Stuart v. State

115 P. 1026 | Okla. Crim. App. | 1911

The plaintiff in error was tried in the county court of Jefferson county on the 27th day of October, 1909, on a charge of unlawfully permitting the sale of *28 intoxicating liquor on premises owned and controlled by him. A verdict of guilty was returned, and his punishment fixed at a fine of five hundred dollars and imprisonment for six months in the county jail.

On the 29th day of October, thereafter, the following motion in arrest of judgment was filed:

"Comes now the defendant in the above entitled action, and moves the court to grant this defendant a new trial in the above entitled action, and set aside the verdict of the jury in said cause, and for grounds therefor alleges and states:

"That the court erred in placing this defendant upon his trial, after waiver of arraignment by his attorneys, with a demand for the statutory time to plead, which was refused.

"That the court erred in placing defendant upon his trial without being present, and without waiving his presence during the trial of said cause, and without defendant pleading, or refusing to plead.

"That the court erred in overruling defendant's motion to quash the information and refusing to permit defendant to introduce testimony in support thereof.

"BRIDGES VERTREES, attorneys for defendant."

This motion was overruled and exceptions saved.

All the questions raised by this motion in arrest of judgment and urged here, except one, have been passed on and settled by this court, and we shall not waste time in considering them again now.

The new question in this case is, Did the county court of Jefferson county have the authority under the law to place the defendant below, appellant here, upon trial during his absence? After a careful investigation we are forced to the conclusion that it did not. The record shows that the trial was had without the presence of the plaintiff in error at any stage of the proceedings. Section 6775, Snyder's Statutes, provides that if the indictment is for a felony the defendant must be personally present at the trial, but if for a misdemeanor not punishable by imprisonment, the trial may be had in the absence of the defendant.

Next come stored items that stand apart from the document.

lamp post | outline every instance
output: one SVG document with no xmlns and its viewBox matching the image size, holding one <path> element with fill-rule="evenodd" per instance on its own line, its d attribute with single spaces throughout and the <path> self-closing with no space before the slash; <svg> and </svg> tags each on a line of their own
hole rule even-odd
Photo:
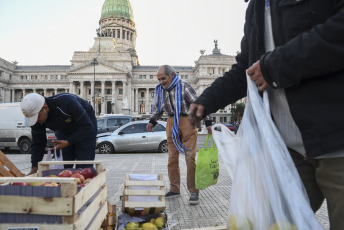
<svg viewBox="0 0 344 230">
<path fill-rule="evenodd" d="M 96 65 L 98 65 L 97 58 L 93 58 L 93 109 L 96 111 Z"/>
</svg>

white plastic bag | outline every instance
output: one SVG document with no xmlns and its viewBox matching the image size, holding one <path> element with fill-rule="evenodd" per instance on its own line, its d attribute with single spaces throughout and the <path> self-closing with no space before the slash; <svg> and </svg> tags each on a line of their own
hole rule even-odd
<svg viewBox="0 0 344 230">
<path fill-rule="evenodd" d="M 248 75 L 247 82 L 247 103 L 237 134 L 223 125 L 213 126 L 219 155 L 233 180 L 229 229 L 322 229 L 272 121 L 267 92 L 262 99 Z M 220 132 L 215 130 L 219 126 Z"/>
<path fill-rule="evenodd" d="M 50 148 L 48 148 L 46 161 L 53 161 Z M 60 156 L 56 154 L 56 147 L 54 148 L 54 161 L 63 161 L 62 150 L 60 149 Z M 49 169 L 64 169 L 63 164 L 51 164 Z"/>
</svg>

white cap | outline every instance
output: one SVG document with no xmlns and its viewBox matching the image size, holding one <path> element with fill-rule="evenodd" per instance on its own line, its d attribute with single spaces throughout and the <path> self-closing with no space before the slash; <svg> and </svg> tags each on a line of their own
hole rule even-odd
<svg viewBox="0 0 344 230">
<path fill-rule="evenodd" d="M 33 126 L 38 119 L 38 113 L 45 104 L 45 98 L 38 93 L 26 95 L 20 103 L 21 110 L 25 116 L 25 126 Z"/>
</svg>

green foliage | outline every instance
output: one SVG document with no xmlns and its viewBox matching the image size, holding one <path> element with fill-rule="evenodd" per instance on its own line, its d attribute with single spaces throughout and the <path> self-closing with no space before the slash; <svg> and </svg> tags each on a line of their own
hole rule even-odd
<svg viewBox="0 0 344 230">
<path fill-rule="evenodd" d="M 241 121 L 242 116 L 244 115 L 245 104 L 244 103 L 235 103 L 235 107 L 232 107 L 232 122 Z"/>
</svg>

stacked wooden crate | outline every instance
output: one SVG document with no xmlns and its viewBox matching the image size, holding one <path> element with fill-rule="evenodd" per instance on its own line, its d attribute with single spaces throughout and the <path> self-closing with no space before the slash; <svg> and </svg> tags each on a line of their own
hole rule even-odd
<svg viewBox="0 0 344 230">
<path fill-rule="evenodd" d="M 155 176 L 155 174 L 151 176 Z M 130 180 L 130 174 L 126 174 L 122 197 L 122 213 L 138 217 L 158 214 L 166 221 L 165 228 L 159 229 L 168 229 L 167 216 L 165 214 L 165 183 L 162 174 L 156 176 L 157 180 Z M 137 187 L 140 189 L 137 189 Z M 152 187 L 156 189 L 153 190 L 151 189 Z M 142 199 L 140 199 L 140 201 L 131 201 L 130 196 L 140 196 Z M 152 196 L 157 199 L 155 201 L 145 199 L 145 197 Z M 142 228 L 140 227 L 140 229 Z"/>
<path fill-rule="evenodd" d="M 85 187 L 81 188 L 77 184 L 76 178 L 61 177 L 42 177 L 42 172 L 49 170 L 51 164 L 93 164 L 97 176 L 94 177 Z M 32 195 L 9 195 L 8 191 L 4 195 L 3 191 L 15 189 L 10 183 L 32 183 L 32 182 L 55 182 L 58 187 L 42 186 L 20 186 L 22 191 L 32 187 Z M 22 228 L 22 229 L 100 229 L 104 220 L 109 215 L 109 205 L 106 201 L 107 187 L 106 173 L 100 161 L 46 161 L 38 165 L 37 177 L 2 177 L 0 178 L 0 217 L 1 215 L 13 216 L 18 218 L 25 217 L 25 220 L 35 219 L 27 223 L 0 223 L 1 229 Z M 7 184 L 6 184 L 7 183 Z M 11 188 L 12 187 L 12 188 Z M 35 193 L 36 190 L 36 193 Z M 58 193 L 57 197 L 47 196 L 49 191 Z M 46 193 L 48 192 L 48 193 Z M 40 194 L 45 194 L 41 196 Z M 51 218 L 53 223 L 49 222 Z M 3 218 L 4 219 L 4 218 Z M 37 221 L 38 220 L 38 221 Z M 106 225 L 107 229 L 112 226 Z"/>
</svg>

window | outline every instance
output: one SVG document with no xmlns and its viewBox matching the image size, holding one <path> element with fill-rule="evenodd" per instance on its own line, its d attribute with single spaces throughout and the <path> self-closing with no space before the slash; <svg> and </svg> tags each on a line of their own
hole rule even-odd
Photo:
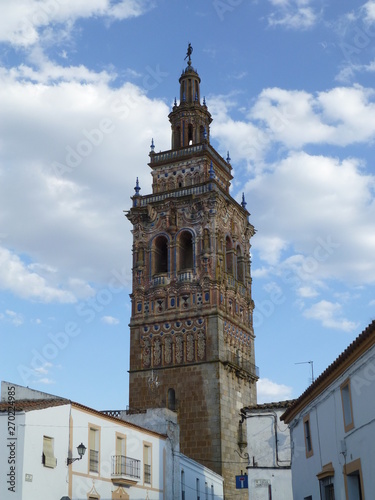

The only reasonable interpretation of this section of the statute is that a person can be tried upon a misdemeanor charge, *29 the punishment for which was a fine only, in his absence; but if such charge is one the punishment or part of the punishment for which is imprisonment, the presence of the person charged at the trial is necessary, and a trial had in his absence is a nullity.

The Court of Criminal Appeals of Texas in construing a statute, the purpose and effect of which is the same as ours, in the case of Washington v. State, 106 S.W. 361, says:

"There is no law in this state authorizing the trial of a defendant in a misdemeanor case, where imprisonment is part of the punishment, in his absence."

See, also, State v. Young, 86 Iowa 406, 53 N.W. 272.

The offense with which plaintiff in error was charged in this case is one the minimum punishment for which is a fine of fifty dollars and costs, and thirty days' imprisonment in the county jail.

For the error of the county court of Jefferson county in trying this cause during the absence of the plaintiff in error, the judgment is reversed, and the cause remanded for a new trial.

FURMAN, P.J., and DOYLE, J., concur.